Lecteur, ces petits vers ne sont pas tout eau rose :
Ils sentent quelque peu le moisi du cercueil.
Si l’abord vous effraie, arrêtez-vous au seuil.
Mettons qu’il vaut mieux rire, et parlons d’autre chose.

Et pourquoi donc ne pas parler de la mort, si vous en parlez en poète ? Il vous plaît, dites-vous, « d’agacer le vieux sphinx du néant ; » il vous plaît d’entrevoir l’éternelle vie à travers ce fantôme d’existence que l’homme traîne ici-bas. Prisonnier de la chair, esclave du tombeau, vous aimez à glisser la tête « par la lucarne » pour aspirer l’air incorruptible : excellente promesse, mais trop vite oubliée ! Cet air plus pur, ces régions sereines où refleurira la vie, je les cherche vainement en vos pages capricieuses. Ce que j’y trouve sans cesse au contraire, c’est l’amour ouvrier de la mort. On dirait que la vie humaine, aux yeux du poète, se réduit à cette formule ; dépenser sa force en gaîtés meurtrières. C’est l’amour qui scie les planches du chêne pour en faire un cercueil, c’est l’amour qui creuse la fosse, c’est l’amour qui jette la dernière pelletée sur la tombe : singulière façon de considérer le sentiment le plus fort et le plus viril, celui qui, réglé par une volonté pure, devient la source de tous les dévouemens ! Qu’est-ce que l’amour dans ce canzoniere ? un charmant assassin :

Pour chaque enfant qui naît ici-bas, Dieu fait naître
Un petit fossoyeur expert en son métier,
Qui creuse incessamment sous les pieds de son maître
La place où l’homme un jour s’abîme tout entier.
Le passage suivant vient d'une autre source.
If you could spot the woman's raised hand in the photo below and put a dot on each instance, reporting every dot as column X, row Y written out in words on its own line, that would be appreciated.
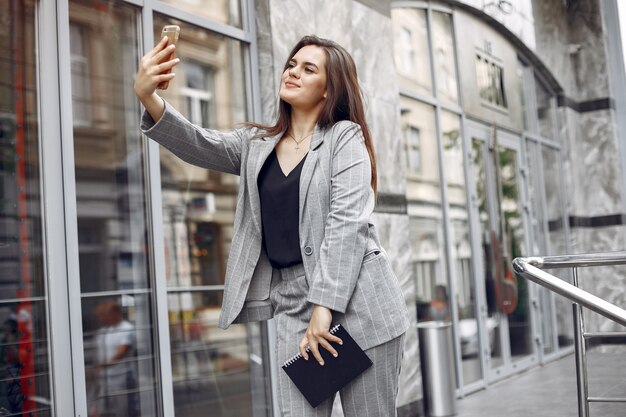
column 152, row 69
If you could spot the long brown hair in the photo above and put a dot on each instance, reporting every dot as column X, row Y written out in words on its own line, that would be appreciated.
column 344, row 99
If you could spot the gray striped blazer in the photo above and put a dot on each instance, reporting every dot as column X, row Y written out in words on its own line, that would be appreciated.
column 345, row 266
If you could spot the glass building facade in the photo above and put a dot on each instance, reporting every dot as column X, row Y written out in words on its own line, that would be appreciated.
column 113, row 251
column 484, row 185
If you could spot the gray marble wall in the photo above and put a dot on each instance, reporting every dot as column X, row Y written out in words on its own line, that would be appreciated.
column 367, row 34
column 571, row 41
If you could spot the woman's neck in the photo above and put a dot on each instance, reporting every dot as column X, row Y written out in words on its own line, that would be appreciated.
column 302, row 123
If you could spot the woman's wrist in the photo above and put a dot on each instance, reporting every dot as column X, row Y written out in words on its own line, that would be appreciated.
column 154, row 104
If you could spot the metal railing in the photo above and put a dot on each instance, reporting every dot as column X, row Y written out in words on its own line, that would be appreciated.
column 531, row 268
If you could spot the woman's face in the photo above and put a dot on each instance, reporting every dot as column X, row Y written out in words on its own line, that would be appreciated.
column 303, row 83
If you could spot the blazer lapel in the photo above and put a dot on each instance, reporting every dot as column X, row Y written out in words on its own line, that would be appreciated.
column 260, row 149
column 309, row 167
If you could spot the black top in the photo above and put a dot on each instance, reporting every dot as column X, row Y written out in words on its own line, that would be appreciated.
column 280, row 199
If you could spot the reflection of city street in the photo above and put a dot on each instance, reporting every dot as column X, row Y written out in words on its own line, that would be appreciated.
column 11, row 396
column 468, row 334
column 210, row 366
column 109, row 382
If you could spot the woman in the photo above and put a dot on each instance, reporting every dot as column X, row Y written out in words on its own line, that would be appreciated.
column 303, row 250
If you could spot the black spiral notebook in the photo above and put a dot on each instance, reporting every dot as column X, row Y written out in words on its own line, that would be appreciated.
column 316, row 382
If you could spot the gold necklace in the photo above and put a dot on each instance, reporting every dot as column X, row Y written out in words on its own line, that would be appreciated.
column 298, row 142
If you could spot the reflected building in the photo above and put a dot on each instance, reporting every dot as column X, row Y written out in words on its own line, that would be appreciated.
column 493, row 141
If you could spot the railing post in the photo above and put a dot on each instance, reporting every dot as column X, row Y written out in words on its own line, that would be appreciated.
column 581, row 356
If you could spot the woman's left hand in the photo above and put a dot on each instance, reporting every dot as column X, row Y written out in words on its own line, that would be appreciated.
column 318, row 334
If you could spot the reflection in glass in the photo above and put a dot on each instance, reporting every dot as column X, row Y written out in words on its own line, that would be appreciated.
column 557, row 244
column 444, row 56
column 479, row 173
column 206, row 360
column 512, row 294
column 411, row 49
column 222, row 11
column 211, row 367
column 119, row 357
column 545, row 111
column 111, row 207
column 426, row 223
column 461, row 250
column 24, row 357
column 539, row 243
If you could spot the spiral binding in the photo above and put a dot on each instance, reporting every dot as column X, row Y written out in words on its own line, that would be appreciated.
column 299, row 355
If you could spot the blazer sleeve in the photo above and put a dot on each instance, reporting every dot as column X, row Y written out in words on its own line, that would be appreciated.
column 346, row 229
column 212, row 149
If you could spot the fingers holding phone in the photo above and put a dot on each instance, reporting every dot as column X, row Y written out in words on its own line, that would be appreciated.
column 171, row 32
column 155, row 68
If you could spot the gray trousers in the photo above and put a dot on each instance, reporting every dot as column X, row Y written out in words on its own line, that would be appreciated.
column 372, row 394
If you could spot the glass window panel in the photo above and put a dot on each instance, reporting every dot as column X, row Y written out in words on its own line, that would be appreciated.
column 413, row 140
column 444, row 56
column 111, row 205
column 557, row 244
column 211, row 367
column 411, row 49
column 461, row 251
column 510, row 246
column 119, row 356
column 24, row 355
column 109, row 159
column 545, row 111
column 479, row 168
column 539, row 243
column 223, row 11
column 425, row 210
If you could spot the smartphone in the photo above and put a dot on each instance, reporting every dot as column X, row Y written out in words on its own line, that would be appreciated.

Connaissez-vous le vôtre ? Il est hideux peut-être,
Et vous tremblez de voir à l’œuvre l’ouvrier ;
Par un regard si doux le mien s’est fait connaître,
Qu’à sa merci mon cœur m’a livré sans quartier.

C’est un bel enfant rose et blanc, sa lèvre est douce ;
De caresse en caresse à ma fosse il me pousse ;
On ne saurait aimer d’assassin plus charmant !

Espiègle, as-tu fini ? . Dépêchons. L’heure approche.
Donne avec un baiser ton dernier coup de pioche,
Et dans ma tombe en fleurs pose-moi doucement !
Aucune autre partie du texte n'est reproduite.